Introduction

In prokaryotic cells, transcription factors (TF) are proteins that play important role in controlling the rate of transcription of a gene. TF’s bind to specific DNA sequences enabling RNA-polymerases to perform the transcription process. There are a wide range of transcription factors. Some harbour DNA binding regions that bind directly to promotors. Others bind to the enhancer region of a gene. Proteins binding directly to the promoter region initiates the transcription process. TFs binding to the enhancer regions are indirectly stimulating or repressing the transcription process [1]. It is known that regulation of transcription factor is the most important form to control a gene expression. TF have been identified in bacterial family actinobacteria like genus Streptomyces have been reported to control gene expression and their regulation within the organized network [1, 2].

Amycolatopsis mediterranei S699 is a well-known actinobacterium that produces rifamycin B. It has been developed as industrial strains for the production of rifamycin B primarily by using classical strain improvement methods [3]. Semisynthetic derivatives of rifamycin B are in use against Mycobacterium tuberculosis that causes tuberculosis (TB) [4,5,6,7,8]. With the development of Multi-Drug Resistant (MDR) strains of Mycobacterium tuberculosis, there has been an urgent need to develop new drugs against MDR-TB [9,10,11,12]. Characterization of the rifamycin biosynthetic gene cluster and a better understanding of the genome of Amycolatopsis mediterranei [13, 14] opened up the possibilities to manipulate rifamycin cluster to produce analogs of rifamycin B. An analog of rifamycin B; 24-desmethylrifamycin B was produced by manipulation of the rifPKS gene cluster and semisynthetic derivatives of this analog were found to be effective against rifampicin resistant strains of Mycobacterium tuberculosis [15, 16]. In order to commercially exploit the mutant strain that produces 24-desmethylrifamycin B, understanding of the regulatory mechanisms of rifamycin B and 24-desmethylrifamycin B production in the wild type and in the mutant strain respectively, is very important. Many studies on rifamycin B production have been performed in classical strain improvement programs and in programs used to understand the biosynthetic network leading to rifamycin B production. In addition, there are scanty reports on the regulation of antibiotic production in species of Streptomyces that produce a wide array of antibiotics [17,18,19]. However, little has been done to understand the role of transcription factors (TF) of Amycolatopsis mediterranei S699. As soon as the genome sequence of Amycolatopsis mediterranei S699 was available, we analysed its genome to explore different transcriptional regulators playing role in controlling antibiotic production. Cross-regulation among the cluster and regulatory proteins results in a highly complex regulatory network. In addition, this study also revealed that one gene involved in 3-amino 5-hydroxybenzoic acid (ABHA) production, rifN [20], acts as the major regulatory hub to control the regulation of the rifamycin biosynthetic gene cluster (RifBGC). This study now reports the crucial transcription factors and important genes that can be exploited to upscale the regulation of rifamycin production.

Methods

Complete Genome Sequencing of Amycolatopsis mediterranei S699

Whole genome complete sequencing was performed using Roche 454 system (GS20 version) and Sanger shotgun sequencing by Verma and group (2011) [21]. We reassembled, validated, annotated the genome again (accession number CP002896). The sequence was reanalysed for its genomic features.

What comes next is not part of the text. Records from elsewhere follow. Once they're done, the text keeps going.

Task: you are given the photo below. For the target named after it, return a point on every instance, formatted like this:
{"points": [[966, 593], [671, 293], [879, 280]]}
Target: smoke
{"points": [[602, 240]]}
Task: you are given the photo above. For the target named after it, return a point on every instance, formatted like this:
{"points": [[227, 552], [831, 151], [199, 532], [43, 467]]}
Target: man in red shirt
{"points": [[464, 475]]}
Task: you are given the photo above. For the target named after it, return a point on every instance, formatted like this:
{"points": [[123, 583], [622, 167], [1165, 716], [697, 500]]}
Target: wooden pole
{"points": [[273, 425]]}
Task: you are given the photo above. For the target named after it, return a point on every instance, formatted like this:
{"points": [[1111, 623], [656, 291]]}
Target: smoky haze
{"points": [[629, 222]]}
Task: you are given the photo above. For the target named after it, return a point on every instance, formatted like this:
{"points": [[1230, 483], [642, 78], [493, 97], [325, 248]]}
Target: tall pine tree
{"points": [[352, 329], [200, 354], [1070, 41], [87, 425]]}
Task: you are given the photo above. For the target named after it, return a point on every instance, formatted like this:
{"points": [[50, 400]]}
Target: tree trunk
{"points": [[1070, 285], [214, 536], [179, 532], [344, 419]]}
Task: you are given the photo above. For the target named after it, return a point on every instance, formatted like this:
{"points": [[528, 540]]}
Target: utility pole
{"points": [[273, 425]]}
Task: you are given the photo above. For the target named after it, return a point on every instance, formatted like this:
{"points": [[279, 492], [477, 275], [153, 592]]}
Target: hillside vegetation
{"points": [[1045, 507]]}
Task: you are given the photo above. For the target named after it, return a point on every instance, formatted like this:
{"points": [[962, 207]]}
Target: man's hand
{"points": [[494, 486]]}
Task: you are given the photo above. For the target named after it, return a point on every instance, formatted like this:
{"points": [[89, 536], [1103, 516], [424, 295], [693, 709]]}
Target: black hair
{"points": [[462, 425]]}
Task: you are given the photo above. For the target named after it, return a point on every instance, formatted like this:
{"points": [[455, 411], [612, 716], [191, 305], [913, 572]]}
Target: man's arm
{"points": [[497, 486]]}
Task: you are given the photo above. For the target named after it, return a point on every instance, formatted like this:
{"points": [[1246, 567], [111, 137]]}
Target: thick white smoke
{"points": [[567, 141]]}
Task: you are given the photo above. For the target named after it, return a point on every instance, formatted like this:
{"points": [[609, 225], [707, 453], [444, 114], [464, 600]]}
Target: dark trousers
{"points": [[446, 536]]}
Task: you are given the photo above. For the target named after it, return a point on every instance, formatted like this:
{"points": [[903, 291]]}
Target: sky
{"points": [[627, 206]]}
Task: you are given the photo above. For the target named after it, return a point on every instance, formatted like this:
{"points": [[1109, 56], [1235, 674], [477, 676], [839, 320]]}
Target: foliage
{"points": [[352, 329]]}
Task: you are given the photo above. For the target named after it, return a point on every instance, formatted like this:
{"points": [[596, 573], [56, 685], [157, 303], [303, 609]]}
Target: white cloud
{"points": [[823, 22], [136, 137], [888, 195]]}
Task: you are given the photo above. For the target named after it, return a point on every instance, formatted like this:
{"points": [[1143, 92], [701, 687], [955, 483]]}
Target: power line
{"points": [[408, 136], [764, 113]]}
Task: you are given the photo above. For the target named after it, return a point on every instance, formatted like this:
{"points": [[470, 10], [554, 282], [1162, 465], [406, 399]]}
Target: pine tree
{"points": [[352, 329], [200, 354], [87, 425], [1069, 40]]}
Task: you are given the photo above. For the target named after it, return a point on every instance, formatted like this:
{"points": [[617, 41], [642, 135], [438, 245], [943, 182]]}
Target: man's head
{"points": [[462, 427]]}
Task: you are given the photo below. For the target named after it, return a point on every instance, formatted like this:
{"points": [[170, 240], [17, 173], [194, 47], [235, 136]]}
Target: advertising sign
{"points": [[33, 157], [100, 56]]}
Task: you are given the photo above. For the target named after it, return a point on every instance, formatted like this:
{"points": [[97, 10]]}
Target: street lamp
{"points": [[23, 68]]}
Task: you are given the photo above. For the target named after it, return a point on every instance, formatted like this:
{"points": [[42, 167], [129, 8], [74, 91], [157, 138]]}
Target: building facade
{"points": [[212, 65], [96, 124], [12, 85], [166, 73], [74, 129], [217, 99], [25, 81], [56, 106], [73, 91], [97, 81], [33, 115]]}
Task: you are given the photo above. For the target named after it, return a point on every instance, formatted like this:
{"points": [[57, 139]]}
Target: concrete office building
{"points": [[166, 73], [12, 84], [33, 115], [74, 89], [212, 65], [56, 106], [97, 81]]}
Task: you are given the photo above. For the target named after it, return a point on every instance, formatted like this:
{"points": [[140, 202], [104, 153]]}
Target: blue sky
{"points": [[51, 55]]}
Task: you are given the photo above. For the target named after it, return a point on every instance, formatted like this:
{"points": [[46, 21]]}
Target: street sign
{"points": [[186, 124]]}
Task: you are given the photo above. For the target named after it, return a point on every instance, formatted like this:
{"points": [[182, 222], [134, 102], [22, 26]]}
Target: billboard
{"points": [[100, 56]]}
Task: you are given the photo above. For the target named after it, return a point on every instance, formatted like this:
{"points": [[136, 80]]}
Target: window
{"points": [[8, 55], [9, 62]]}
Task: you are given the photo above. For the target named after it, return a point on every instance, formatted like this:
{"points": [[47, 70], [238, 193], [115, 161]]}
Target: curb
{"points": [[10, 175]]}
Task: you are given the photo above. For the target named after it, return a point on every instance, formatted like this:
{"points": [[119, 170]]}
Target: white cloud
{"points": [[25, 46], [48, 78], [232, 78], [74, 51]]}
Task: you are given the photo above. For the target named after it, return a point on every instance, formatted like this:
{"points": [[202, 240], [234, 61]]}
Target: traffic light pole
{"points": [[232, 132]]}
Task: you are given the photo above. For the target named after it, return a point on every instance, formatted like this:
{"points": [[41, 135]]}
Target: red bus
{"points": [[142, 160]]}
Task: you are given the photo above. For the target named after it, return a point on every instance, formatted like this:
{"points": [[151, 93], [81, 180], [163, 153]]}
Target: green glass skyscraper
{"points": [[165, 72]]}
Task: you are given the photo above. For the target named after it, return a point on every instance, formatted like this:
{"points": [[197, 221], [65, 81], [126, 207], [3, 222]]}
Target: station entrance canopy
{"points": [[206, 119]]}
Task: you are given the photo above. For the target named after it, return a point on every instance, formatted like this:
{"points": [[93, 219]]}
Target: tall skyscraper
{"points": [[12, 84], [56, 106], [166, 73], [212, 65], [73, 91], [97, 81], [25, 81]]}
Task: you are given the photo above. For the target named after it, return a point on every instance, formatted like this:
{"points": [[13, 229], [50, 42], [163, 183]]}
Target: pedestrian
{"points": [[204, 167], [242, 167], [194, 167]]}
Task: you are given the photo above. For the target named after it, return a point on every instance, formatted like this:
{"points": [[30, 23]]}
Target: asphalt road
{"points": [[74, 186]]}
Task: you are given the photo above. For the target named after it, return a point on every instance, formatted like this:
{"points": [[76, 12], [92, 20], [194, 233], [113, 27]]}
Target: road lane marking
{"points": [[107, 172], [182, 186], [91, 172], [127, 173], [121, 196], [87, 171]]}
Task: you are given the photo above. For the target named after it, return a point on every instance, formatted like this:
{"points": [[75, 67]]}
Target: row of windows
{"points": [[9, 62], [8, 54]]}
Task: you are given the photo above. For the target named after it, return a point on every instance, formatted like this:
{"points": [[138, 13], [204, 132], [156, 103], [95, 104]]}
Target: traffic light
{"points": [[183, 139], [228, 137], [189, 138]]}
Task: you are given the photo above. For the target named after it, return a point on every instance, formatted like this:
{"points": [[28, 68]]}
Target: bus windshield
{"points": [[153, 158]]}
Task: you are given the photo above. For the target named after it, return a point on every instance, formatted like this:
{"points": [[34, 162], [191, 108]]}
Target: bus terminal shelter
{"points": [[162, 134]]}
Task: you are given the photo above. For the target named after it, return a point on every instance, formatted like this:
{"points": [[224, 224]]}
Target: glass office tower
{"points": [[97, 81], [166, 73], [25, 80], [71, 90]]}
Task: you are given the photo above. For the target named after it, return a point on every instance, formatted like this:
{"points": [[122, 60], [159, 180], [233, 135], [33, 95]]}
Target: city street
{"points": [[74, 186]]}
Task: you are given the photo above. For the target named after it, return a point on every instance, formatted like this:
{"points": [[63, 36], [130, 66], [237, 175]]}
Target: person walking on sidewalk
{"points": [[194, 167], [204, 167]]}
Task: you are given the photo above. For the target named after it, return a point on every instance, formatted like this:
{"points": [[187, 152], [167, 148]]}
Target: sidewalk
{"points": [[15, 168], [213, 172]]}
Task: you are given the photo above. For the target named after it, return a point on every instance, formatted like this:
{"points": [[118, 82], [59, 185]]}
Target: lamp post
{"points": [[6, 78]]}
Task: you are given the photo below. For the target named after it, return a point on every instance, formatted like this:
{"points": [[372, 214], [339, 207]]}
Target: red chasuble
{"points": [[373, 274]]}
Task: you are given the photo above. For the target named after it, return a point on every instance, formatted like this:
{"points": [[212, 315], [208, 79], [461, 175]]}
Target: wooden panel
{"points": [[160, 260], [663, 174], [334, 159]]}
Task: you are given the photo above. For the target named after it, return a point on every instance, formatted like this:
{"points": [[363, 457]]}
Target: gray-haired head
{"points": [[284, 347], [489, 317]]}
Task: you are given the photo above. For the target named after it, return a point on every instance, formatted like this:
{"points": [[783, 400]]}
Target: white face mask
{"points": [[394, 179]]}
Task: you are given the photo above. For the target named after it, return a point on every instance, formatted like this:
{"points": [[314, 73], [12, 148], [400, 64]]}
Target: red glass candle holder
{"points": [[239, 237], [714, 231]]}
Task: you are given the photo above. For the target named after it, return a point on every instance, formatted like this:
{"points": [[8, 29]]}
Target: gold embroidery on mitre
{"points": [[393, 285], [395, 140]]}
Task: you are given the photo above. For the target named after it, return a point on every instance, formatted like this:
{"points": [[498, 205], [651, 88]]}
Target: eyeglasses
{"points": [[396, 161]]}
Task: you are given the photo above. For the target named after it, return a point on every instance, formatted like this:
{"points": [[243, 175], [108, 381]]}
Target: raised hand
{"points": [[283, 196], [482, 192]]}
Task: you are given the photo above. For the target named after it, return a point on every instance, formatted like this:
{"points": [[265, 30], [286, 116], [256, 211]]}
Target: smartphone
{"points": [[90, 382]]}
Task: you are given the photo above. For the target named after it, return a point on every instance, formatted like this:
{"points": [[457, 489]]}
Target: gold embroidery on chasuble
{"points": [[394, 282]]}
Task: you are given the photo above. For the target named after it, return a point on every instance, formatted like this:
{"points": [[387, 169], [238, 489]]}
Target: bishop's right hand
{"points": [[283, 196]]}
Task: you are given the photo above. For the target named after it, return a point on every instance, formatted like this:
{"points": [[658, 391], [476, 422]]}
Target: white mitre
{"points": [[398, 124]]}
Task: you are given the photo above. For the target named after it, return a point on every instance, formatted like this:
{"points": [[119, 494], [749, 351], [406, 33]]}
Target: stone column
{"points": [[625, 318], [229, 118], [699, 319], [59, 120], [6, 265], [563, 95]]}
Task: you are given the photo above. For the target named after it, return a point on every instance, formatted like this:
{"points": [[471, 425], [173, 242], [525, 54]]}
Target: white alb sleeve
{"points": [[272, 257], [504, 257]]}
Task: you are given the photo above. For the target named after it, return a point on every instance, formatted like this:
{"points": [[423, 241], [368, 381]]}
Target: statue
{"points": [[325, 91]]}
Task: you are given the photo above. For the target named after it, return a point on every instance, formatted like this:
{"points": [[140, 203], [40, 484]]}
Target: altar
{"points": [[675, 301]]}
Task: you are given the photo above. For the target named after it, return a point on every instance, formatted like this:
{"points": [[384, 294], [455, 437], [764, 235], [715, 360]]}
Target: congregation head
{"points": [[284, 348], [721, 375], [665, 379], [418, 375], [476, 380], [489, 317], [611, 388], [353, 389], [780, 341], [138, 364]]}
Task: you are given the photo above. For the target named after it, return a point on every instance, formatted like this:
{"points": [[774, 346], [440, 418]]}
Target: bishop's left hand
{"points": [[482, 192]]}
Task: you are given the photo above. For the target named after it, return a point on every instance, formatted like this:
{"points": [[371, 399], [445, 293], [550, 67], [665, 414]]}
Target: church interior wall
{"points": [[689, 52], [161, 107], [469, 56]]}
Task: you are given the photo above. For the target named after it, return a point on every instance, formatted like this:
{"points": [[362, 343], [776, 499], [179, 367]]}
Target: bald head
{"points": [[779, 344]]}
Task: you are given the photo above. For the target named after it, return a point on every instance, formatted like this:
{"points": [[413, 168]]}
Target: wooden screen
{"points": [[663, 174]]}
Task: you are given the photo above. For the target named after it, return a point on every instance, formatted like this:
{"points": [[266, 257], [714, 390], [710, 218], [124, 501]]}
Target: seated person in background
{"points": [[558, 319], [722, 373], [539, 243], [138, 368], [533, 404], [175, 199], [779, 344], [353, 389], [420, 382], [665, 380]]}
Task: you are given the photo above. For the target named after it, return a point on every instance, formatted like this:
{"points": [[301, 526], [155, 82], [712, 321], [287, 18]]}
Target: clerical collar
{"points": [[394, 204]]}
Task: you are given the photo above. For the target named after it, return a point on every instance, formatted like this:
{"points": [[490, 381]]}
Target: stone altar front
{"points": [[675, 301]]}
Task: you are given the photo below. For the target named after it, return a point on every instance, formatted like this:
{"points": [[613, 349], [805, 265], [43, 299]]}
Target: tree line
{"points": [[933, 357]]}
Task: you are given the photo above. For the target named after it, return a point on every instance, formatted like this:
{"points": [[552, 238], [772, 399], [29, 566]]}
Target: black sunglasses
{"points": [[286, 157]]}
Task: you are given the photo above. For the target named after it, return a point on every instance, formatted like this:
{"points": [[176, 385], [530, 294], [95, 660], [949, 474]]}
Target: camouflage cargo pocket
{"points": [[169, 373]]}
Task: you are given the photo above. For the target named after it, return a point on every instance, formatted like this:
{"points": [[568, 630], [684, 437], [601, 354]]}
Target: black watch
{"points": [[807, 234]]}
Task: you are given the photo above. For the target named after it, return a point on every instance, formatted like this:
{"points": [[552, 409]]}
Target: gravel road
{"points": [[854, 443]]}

Rifamycin BGC Gene Extraction

In order to identify transcription factors involved in rifamycin production it is important to extract genes linked with the antibiotic production. The rifamycin biosynthetic gene cluster harbours 42 genes arranged in four regions. The list of genes and their respective functions are given in Supplementary Table 1 [13, 14]. The 42 gene were identified, and protein sequence and identifier were extracted from UniPROT database [22]. The 42 rifamycin biosynthesis cluster genes were identified from the complete genome of S699 and their interaction map was created using STRING database v10.0 [23].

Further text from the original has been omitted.